Given the following inequality
$$ (z_2 \cos \theta - z_1)^2 + (z_2 \sin \theta)^2 - a^2 \geq 0 $$
where $z_1$, $z_2$, and $\theta$ are independent random variables, and $a$ is a positive real number. The values of $z_1$ and $z_2$ follow a Gaussian distribution such that
$$P(z) = \frac{1}{\sqrt{2\sigma^2 \pi}}\exp{\left(-\frac{z^2}{2\sigma^2}\right)} $$
and the value of $\sigma$ is known. $\theta$ has a uniform distribution given by
$$P_{phase}(\theta_i) = 1/2\pi; \quad \theta_i\in[0,2\pi]$$
What is the probability that the initial inequality is true?

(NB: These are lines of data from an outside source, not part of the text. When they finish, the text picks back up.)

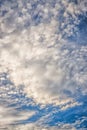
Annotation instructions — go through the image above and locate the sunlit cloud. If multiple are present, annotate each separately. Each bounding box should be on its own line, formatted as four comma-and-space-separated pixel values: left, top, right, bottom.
0, 105, 36, 128
0, 0, 87, 129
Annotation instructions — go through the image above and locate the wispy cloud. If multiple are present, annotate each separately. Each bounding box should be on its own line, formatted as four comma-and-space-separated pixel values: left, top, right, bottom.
0, 105, 36, 128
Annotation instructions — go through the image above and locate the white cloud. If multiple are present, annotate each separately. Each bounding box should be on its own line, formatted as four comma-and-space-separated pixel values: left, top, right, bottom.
60, 101, 82, 111
0, 1, 87, 130
6, 122, 77, 130
0, 0, 87, 109
77, 0, 87, 12
0, 105, 36, 128
0, 22, 87, 107
0, 26, 87, 106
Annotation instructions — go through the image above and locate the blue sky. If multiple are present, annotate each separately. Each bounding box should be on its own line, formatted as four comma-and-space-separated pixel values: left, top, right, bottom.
0, 0, 87, 129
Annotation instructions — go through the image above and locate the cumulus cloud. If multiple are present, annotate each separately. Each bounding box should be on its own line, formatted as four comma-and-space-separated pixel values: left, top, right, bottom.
0, 25, 87, 106
0, 0, 87, 106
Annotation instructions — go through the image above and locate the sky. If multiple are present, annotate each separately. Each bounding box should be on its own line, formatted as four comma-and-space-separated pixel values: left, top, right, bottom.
0, 0, 87, 129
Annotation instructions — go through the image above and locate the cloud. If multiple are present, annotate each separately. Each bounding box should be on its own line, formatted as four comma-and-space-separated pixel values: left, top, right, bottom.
6, 122, 77, 130
60, 101, 82, 111
0, 105, 36, 128
0, 0, 87, 107
0, 2, 87, 130
77, 0, 87, 12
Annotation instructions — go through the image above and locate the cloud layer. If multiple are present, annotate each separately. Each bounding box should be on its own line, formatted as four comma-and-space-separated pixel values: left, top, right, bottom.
0, 0, 87, 129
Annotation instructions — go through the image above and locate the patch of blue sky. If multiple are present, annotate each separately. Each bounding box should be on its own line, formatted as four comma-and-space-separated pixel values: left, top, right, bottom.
41, 104, 87, 128
18, 105, 59, 125
68, 13, 87, 43
0, 0, 4, 6
14, 93, 87, 128
0, 72, 87, 128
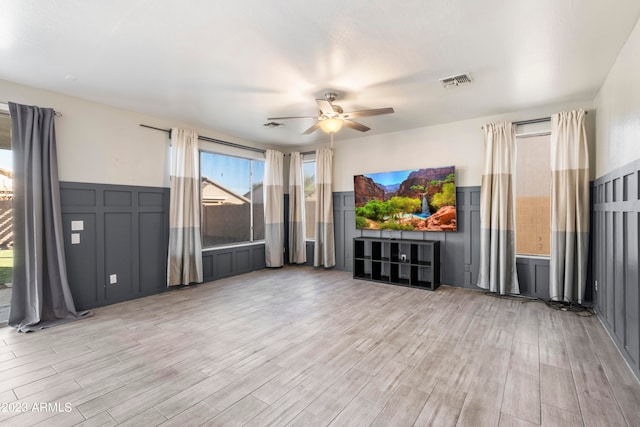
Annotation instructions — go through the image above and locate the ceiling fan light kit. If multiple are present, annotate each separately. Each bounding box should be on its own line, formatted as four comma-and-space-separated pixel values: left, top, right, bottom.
267, 92, 394, 135
319, 117, 343, 133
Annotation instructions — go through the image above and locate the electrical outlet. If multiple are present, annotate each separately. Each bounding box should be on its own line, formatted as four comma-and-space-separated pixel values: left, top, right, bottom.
595, 280, 598, 292
109, 274, 117, 285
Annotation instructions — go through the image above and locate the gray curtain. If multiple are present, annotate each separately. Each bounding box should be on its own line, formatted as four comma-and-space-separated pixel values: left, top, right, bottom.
9, 102, 91, 332
314, 147, 335, 268
167, 128, 203, 286
550, 110, 589, 303
288, 152, 306, 264
477, 121, 520, 294
264, 149, 284, 267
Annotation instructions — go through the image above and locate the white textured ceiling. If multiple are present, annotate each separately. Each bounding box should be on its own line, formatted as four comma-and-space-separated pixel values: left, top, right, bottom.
1, 1, 639, 146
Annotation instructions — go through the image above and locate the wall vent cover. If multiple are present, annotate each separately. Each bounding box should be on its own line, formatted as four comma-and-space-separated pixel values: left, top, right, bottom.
440, 73, 473, 88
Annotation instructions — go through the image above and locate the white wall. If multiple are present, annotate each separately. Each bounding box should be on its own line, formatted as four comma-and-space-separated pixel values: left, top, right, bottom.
332, 100, 595, 192
594, 16, 640, 178
2, 77, 599, 191
0, 79, 270, 188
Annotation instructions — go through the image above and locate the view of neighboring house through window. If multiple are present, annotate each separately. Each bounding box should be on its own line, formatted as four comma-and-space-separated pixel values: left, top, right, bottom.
303, 158, 316, 240
515, 133, 551, 256
0, 111, 12, 325
200, 151, 265, 247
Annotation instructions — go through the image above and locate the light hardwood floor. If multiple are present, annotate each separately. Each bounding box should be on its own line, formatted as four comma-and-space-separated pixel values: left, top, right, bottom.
0, 267, 638, 426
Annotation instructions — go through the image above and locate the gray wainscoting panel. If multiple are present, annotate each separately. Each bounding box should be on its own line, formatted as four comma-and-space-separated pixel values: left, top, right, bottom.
62, 212, 98, 308
333, 192, 359, 271
201, 243, 266, 282
60, 182, 169, 310
515, 257, 550, 300
330, 187, 550, 298
139, 212, 167, 294
62, 182, 266, 309
593, 158, 640, 380
104, 212, 134, 303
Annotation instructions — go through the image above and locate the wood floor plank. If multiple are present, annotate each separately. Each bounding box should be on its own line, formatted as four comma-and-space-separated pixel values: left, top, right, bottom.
498, 412, 539, 427
117, 407, 167, 427
540, 363, 580, 414
244, 379, 326, 427
413, 381, 466, 427
357, 359, 412, 406
538, 341, 571, 369
204, 395, 268, 427
76, 367, 180, 420
609, 381, 640, 426
510, 341, 540, 378
305, 368, 371, 422
578, 393, 626, 427
154, 370, 238, 419
328, 396, 383, 427
159, 401, 218, 427
74, 411, 118, 427
540, 404, 584, 427
370, 383, 428, 426
204, 363, 284, 411
570, 360, 616, 402
107, 368, 208, 423
0, 267, 637, 426
31, 408, 86, 427
286, 410, 328, 427
457, 377, 504, 427
501, 369, 541, 424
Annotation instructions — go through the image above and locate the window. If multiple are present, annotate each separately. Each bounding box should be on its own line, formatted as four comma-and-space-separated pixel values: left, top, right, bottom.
200, 152, 264, 247
0, 110, 12, 325
515, 133, 551, 256
303, 158, 316, 240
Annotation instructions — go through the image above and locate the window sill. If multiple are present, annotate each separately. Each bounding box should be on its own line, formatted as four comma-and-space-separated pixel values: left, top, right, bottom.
202, 241, 265, 252
516, 254, 550, 260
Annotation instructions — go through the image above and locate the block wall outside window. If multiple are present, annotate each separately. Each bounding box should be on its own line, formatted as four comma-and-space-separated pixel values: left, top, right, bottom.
515, 134, 551, 256
200, 151, 264, 247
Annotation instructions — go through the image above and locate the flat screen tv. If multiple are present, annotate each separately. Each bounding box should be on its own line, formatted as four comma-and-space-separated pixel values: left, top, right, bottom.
354, 165, 456, 232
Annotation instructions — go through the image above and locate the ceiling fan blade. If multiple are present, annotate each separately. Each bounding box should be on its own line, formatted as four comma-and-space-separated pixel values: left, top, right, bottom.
316, 99, 335, 116
342, 107, 395, 119
343, 120, 371, 132
302, 122, 322, 135
267, 115, 316, 120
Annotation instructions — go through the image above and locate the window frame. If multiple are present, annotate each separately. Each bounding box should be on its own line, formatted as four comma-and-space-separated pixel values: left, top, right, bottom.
302, 154, 316, 242
514, 127, 552, 258
199, 148, 266, 249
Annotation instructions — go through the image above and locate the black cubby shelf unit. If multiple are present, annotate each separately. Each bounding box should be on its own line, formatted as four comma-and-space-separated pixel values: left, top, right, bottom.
353, 237, 441, 291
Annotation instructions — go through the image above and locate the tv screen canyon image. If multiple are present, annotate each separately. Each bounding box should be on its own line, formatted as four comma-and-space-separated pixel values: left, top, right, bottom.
354, 165, 457, 232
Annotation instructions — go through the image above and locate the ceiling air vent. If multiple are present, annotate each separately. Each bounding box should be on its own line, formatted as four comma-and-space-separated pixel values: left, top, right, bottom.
440, 73, 473, 88
263, 121, 284, 128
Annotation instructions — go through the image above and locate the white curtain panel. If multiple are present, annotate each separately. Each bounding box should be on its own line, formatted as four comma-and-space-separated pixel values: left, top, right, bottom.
264, 149, 284, 267
167, 128, 203, 287
314, 147, 336, 267
550, 110, 590, 303
478, 121, 520, 294
288, 152, 307, 264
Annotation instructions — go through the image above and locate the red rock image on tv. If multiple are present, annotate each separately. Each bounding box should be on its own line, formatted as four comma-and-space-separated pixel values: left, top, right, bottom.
353, 166, 457, 232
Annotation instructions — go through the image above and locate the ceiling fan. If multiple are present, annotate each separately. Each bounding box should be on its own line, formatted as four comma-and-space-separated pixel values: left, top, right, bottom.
268, 92, 395, 135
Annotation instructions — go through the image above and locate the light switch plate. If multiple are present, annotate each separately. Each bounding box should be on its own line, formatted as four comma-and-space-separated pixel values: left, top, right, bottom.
71, 220, 84, 231
71, 233, 80, 244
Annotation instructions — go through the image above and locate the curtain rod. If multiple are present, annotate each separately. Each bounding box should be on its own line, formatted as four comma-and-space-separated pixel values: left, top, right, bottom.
513, 117, 550, 126
140, 124, 266, 154
482, 111, 588, 129
1, 101, 63, 117
287, 150, 315, 156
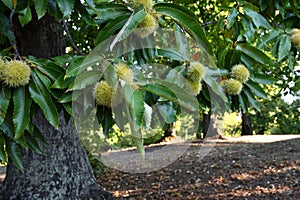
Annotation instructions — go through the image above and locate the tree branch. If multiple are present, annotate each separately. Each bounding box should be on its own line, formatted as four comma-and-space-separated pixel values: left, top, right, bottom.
62, 18, 83, 55
9, 8, 22, 60
201, 21, 218, 27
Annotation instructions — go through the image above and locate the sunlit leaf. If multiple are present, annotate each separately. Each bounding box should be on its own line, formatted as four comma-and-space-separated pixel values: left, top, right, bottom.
278, 34, 291, 62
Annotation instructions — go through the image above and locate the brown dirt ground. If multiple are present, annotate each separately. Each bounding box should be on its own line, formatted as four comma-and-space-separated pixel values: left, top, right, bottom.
97, 135, 300, 199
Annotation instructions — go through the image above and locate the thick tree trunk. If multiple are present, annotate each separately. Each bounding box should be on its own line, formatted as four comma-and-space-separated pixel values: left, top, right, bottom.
241, 113, 253, 136
1, 111, 113, 199
0, 12, 114, 199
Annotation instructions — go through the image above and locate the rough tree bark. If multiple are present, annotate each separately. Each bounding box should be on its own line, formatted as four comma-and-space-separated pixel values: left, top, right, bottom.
241, 112, 253, 136
0, 12, 114, 199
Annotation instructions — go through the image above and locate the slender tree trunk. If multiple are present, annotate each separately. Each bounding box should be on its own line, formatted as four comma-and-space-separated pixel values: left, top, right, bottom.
202, 113, 222, 138
241, 112, 253, 136
156, 123, 176, 143
201, 113, 210, 138
0, 12, 113, 199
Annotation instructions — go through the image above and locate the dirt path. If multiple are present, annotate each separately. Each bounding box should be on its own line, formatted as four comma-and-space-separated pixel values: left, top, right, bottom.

I feel like there should be some way to evaluate this by somehow integrating $z_1$ and $z_2$ from $-\infty$ to $+\infty$ and $\theta$ from $0$ to $2\pi$, but I can't figure out how to put it in terms of the combined probability of all three variables making that inequality true.
I could of course evaluate this numerically by doing a brute-force Monte Carlo approach, but I feel like there should be some kind of closed-form integral or something, even if that integral ultimately has to be evaluated numerically.